In
1975 Nancy Bush bumped into a fortune teller celebrating St. Patrick’s
Day at a popular Irish bar in Portland, Oregon. Always intrigued
by the unexplained, Bush dared the woman to read her palm. The
fortune teller informed Bush that she would someday be a writer
and have one child, who would be the single most important thing
in her life.
At the time both writing and children were
the furthest things from Bush’s mind. A graduate of Oregon State
University with a Bachelor of Science degree in Foods and Nutrition,
Bush was working at a bank and honing her business skills. She
was dating her husband-to-be, Ken Bush, but at the time they had
no plans to marry. She thought the palm reader’s prediction was
little more than a clever act.
Little did she know how close to the truth
the fortune teller’s vision of her life would become. She married
Ken Bush in 1976 and gave birth to her only daughter, Kelly, in
1980. A year later, Bush read an article in Time magazine
about young mothers who, after their last child was put to bed and
the final diaper washed, pulled out their typewriters and began
penning romance novels–for money! Bush told her sister, Lisa
Jackson, “I think we could do that,” and overcoming Jackson’s
arguments that they were both mystery readers, not romance readers and therefore didn’t have a snowball’s chance in Hades of
writing one, Bush began developing her first romantic novel. Jackson
eventually agreed to be a part of the project.
The sisters and a friend spent half a year
creating, writing and rewriting a book they titled STORMY SURRENDER.
Bush retyped the work and sent it to many New York publishing houses,
which all rejected the novel as being “too suspenseful”, “not romantic
enough” or “having too much mystery.” The team of three split up,
and Bush, reading that Young Adult romance novels were the next
big thing, turned her attention to the teen scene. Though she complained
to a friend that she didn’t think she could “roll back the years
to the senior prom,” her friend disagreed and, sure enough, she
was soon pounding the keys of the typewriter again, this time focusing
on teenaged angst. ABBY’S CHANCE was finished a few months later.
Retitled DARE TO LOVE by Silhouette Books, Bush’s first novel was
published in November 1982.
From the moment of the first sale, Bush
was hooked on writing. In the ensuing years she wrote more than
thirty novels, the bulk for Silhouette Books’ Special Edition imprint;
plus a series of historical romance novels set in 1880s Oregon for
Pocket Books, several young adult series and five Nancy Drew Mysteries.

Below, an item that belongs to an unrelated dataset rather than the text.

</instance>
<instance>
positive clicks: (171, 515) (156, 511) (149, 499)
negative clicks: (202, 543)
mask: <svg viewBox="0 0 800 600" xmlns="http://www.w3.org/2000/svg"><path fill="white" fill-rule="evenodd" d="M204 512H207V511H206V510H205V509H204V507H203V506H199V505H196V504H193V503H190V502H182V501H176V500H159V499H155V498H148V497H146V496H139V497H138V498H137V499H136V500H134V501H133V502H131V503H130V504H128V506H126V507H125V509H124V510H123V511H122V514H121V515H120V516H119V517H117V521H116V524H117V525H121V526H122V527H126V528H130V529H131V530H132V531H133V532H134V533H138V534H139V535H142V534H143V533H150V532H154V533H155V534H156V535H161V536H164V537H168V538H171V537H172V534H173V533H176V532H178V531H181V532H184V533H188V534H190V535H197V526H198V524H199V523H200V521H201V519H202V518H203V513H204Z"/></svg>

During this time she also turned her attention
to script writing. Through perseverance Bush was awarded a chance
to move to New York and be part of a soap opera writing workshop.
There, with her husband’s support, she eventually worked as a breakdown
writer for “All My Children,” developing a storyline into daily
scripts. She ultimately returned to Oregon to write a mystery series
of her own.
Bush sold the first three Jane Kelly mysteries to Kensington Publishing. CANDY APPLE RED introduced the series where Jane answers the question, "Whatever happened to Bobby Reynods?" a family annihilator missing for four years. Along the way Jane inherits a pug, reconnects with an old love and wonders if she'll ever be able to swim in Lake Chinook again now that a dead body's been found floating in its green depths. Successive books ELECTRIC BLUE and ULTRAVIOLET have kept up with Jane's private-eye exploits.
Bush couldn't be happier finally being able to write the kind of books she loves to read. The Jane Kelly character is an amalgam of herself and her daughter Kelly. The idea for Jane's pug was actually conceived before Bush bought her own dog. The Binkster originally came to life within the pages of CANDY APPLE RED but now is an entertaining member of the Bush family.
Bush, always an avid reader, loves to work crossword puzzles, read mystery novels, walk around a nearby Oregon lake and spend time at the beach with her husband, daughter, son-in-law, sister and granddaughter. Glimpses of her life sometimes appear in the pages of her books. While she plans more Jane Kelly stories, she's taken a turn into writing romantic suspense. Her first solo thriller, UNSEEN, will debut in 2009.
Thirty
years after the fact, she looks back at the chance meeting with
the fortune teller in the Irish bar and realizes it truly was fate.
As it turns out, the palm reader was right on the money.